Permiyen Dönem (290 – 248 milyon yıl) Paleozoik zamanın son dönemi olan Permiyen'in sonunda büyük bir kitlesel yok oluş daha yaşandı. Bu kitlesel yok oluş, Paleozoik'in de sonu oldu. Fosil kayıtları, bu büyük yok oluş sırasında, canlı türlerinin %90-95'inin soylarının tükendiğini göstermektedir. Buna rağmen, Permiyen döneminden günümüze dek varlığını devam ettiren canlılar da bulunmaktadır. 230 milyon yıllık yusufçuk, 240 milyon yıllık örümcek gibi Permiyen dönemi canlılarının fosil örnekleri, tarihin hiçbir döneminde evrim yaşanmadığının ispatlarındandır. 2 B. MEZOZOİK ZAMAN (248 – 65 milyon yıl) Mezozoik zaman, Trias, Jura ve Kretase olmak üzere üç ayrı döneme ayrılmaktadır. Dinazorlar, Mezozoik zamanda yaşamış ve yok olmuşlardır. Trias Dönemi (248 – 206 milyon yıl) Trias dönemiyle birlikte yeni Mezozoik adı verilen yeni bir zaman başlamıştır. Trias döneminde yaşayan canlılara ait dünyanın dört bir yanından çok sayıda fosil elde edilmiştir. Fosil kayıtları bu dönemde hem kara hem de deniz canlılarının çok geniş bir çeşitliliğe sahip olduğunu göstermektedir. Diğer tüm dönemlerde olduğu gibi bu döneme de ait, evrimcilerin olmasını umduğu tek bir ara geçiş canlısı fosili dahi yoktur.

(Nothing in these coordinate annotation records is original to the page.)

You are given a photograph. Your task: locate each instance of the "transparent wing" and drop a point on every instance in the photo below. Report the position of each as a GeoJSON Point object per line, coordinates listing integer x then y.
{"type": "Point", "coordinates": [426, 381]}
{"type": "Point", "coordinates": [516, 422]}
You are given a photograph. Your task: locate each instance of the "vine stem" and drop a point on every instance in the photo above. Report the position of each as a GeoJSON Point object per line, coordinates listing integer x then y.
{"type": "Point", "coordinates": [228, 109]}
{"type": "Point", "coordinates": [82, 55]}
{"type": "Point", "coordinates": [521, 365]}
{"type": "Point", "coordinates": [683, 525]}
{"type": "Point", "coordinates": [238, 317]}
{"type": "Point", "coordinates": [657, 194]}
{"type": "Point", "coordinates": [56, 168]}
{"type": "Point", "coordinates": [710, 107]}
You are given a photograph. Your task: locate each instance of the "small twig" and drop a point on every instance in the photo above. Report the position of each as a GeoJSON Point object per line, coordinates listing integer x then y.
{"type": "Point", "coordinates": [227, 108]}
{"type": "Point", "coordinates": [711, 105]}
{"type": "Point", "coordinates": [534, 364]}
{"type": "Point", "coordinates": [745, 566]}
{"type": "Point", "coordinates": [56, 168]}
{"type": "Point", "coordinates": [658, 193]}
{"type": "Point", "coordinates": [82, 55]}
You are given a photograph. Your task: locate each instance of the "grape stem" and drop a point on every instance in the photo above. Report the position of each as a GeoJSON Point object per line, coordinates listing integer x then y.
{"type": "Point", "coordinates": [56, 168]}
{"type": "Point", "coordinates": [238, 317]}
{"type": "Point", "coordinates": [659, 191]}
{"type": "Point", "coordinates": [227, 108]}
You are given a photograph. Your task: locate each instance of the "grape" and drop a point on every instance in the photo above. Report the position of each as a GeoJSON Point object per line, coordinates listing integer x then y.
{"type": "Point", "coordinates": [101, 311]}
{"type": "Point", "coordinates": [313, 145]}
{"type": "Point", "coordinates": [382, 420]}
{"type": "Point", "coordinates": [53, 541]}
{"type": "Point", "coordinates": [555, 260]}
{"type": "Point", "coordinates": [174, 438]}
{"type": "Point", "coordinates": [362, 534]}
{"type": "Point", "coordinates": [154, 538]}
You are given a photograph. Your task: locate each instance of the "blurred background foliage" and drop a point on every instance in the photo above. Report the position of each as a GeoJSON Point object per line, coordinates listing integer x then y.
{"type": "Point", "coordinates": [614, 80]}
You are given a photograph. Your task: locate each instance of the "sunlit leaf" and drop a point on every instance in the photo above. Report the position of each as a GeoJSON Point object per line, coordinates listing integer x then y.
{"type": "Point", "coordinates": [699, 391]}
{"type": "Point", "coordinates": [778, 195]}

Mezozoik zamanın bu dönemi, dinozorların sayıca ve çeşit olarak yaygın olduğu bir dönemdir. Jura döneminin sonunda ammonitlerin, deniz sürüngenlerinin ve midye ve istiridye türlerinin bazılarının soyu tükenmiştir. Jura döneminden beri değişmeden, yani hiçbir şekilde evrim geçirmeden varlıklarını devam ettiren ise pek çok canlı vardır. Fosil kayıtları bu canlıların örnekleriyle doludur. Örneğin bilinen en eski timsah fosillerinden biri yaklaşık 200 milyon yıllıktır. Tuatara kertenkelesinin de 200 milyon yıl öncesine ait fosil örnekleri bulunmaktadır. Karideslerin, Jura dönemine ait pek çok fosili vardır. Bu canlılar, günümüzde sahip oldukları mükemmel sistem ve kompleks yapıların aynısına milyonlarca yıl önce de sahiplerdi.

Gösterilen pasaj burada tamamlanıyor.